Wednesday 2 December 2009

5 Degrees of Difference




At the weekend I went to a wonderful "service" at a small church in Clevedon. My brother-in-law, Noel Hector, is the priest. He organised an afternoon's celebration of the 150th anniversary of the On the Origin of Species which included readings, hymns, the first performance of an original piece of words and music about Darwin and a discussion panel afterwards.

The afternoon was a lovely and fascinating reminder of the extraordinary contribution Darwin has made not just to our understanding of evolution of species, but to our concept of God. The Jesuit priest and philosopher Teilhard de Chardin viewed mankind and human consciousness as evolving alongside all of evolution - eventually reaching pure consciousness where humanity and God become one, which is the end of time. An extraordinary idea that I will have to take serious time out to think about! His views were suppressed by the Vatican.

The afternoon in Clevedon began with reading Genesis 1, the one that always causes the trouble because of multiplying, filling the earth and subduing it. I hadn't realised it was based on an older poem written in Mesopotamia. It begs the question how it can be viewed as fact if its foundations are poetic - but it is not surprising that a powerful way to view the origin of the universe is through poetry. The science is mind-blowing enough but doesn't begin to question why.



There is another theory behind Genesis, and all the other creation myths that exist. That they are folk memories expressing the trauma and wonder that was the end of the last ice age. Ice ages come and go as temperatures get colder, then warmer again. But temperature doesn't vary uniformly, rather more like a saw-tooth pattern than an even, oscillating wave. There is a slow build up to a cold phase over many thousands of years as temperatures slowly fall and species slowly move away. The snow and ice build up takes a long time and stays in place for a long time.
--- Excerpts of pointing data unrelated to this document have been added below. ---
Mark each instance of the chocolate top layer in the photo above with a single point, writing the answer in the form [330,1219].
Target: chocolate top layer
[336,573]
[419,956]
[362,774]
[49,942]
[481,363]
But the end of ice ages, caused by all kinds of oscillations of the earth, is dramatic and fast. Sun and warmth melt the snow, less snow means less light reflected back, more warming, more loss of ice cover - and suddenly you have an ice free landscape. In some places it can happen in a human lifetime. What was once barren and freezing becomes warm and lush. Where once there were frozen glaciers now rivers flow. Dramatic events like the breaching of vast ice age lakes caused catastrophic flooding, especially in N America and parts of Europe. Noah's floods for real. The N Sea became sea instead of a vast tundra - it must have been astonishing for our ancestors who witnessed the world change before their eyes.



The Garden of Eden, paradise garden, the sudden flowing of the sacred rivers of India etc could all be poetic ways of expressing the greening of the land post the ice age.

And what strikes me as fascinating is that the fast warming of the earth produced a flowering of spirituality and creativity as people tried to cope with a dramatically changing planet. Art, weaponry, husbandry, social groupings etc all changed.

It is also worthy of note that the average temperature difference between the depths of the last ice age, where thick ice sheets covered most of the N hemisphere, and now is only 5 degrees. 5 degrees is all it took for the world to change beyond recognition. 5 degrees of warming over this century is what we are looking at if we don't succeed in holding down CO2 emissions.

I wonder if, as the earth changes, we will see a turing back to religion as we all grapple with what is happening. And if so, I wonder if it will be the extreme religions that will seem attractive, offering certainty in an uncertain world.

Who knows, but we will react, we will have to deal with what will inevitably be a difficult and perhaps dramatic time ahead over the next century. Are the world's religions ready to respond? Some I suspect are more ready than others.